One of my SIL's version of pizza back in the late eighties.
It was pastry in a deep rectangular baking tin with the pastry going up the sides and over the top edge.
She smeared tomato puree in the bottom of it before adding a slight sprinkle of mild cheddar and a few small cubes of spam.
It looked a bit like one of those giant jam tarts that were cut and served to school kids back in the day.
I am sure she had used a packet bread pizza dough mix to make the pastry but didn't try to rise it so it was really hard where there was no tomato puree.
It wasn't terrible but it didn't look like pizza.

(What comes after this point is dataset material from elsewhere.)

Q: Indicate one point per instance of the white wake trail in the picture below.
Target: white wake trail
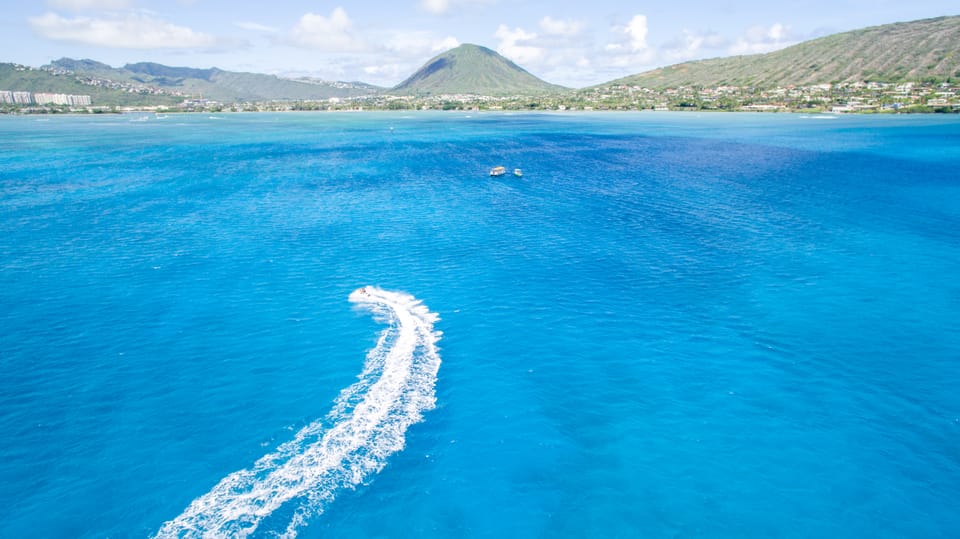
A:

Served it with the thin greasy partially cooked white floppy chips that were her speciality because that was how she liked them. These chips were made for tea nearly every day with something like fishfingers, a frozen burger or a little frozen pie or pasty from Iceland or Kwik Save. Spoon full of baked beans. Served with at least one whole sliced white loaf of bread and margerine that anything up to eight kids would fight over. I was one of those kids plenty of times. It was ok. Not much experimenting could be done to it so it was preferable to the few times she was in the mood to cook something new and different.
I liked her a lot in those days and would always find something to be complimentary about even if she had gone way off tangent.
I remember her weirdnesses fondly, even if my digestive system doesn't.
This particular SIL, I have loads, used to be the head dinner lady in a primary school in the days when the staff actually cooked from scratch.
She was fully trained and qualified but she had some strange ideas about food when it came to her own family.
Slightly grey rice pudding on top of boiled apple and chilled in cut glass footed sundae bowls was another, thankfully rare, treat. It was as close to looking like it came from the local pond in frog spawning season as you would want to get and had an odd smell. Her kids lapped it up but I just couldn't bring myself to touch it. "No thank you, looks lovely but I am so full" was my friend on those days.
I might sound snooty and judgemental but I remember her food with affection.
She was great at some things. She could turn out a batch of beef and vegetable pasties that would melt in your mouth. Her cake and biscuits also very nice.
She's gone now, by not forgotten. R.I.P complicated sister.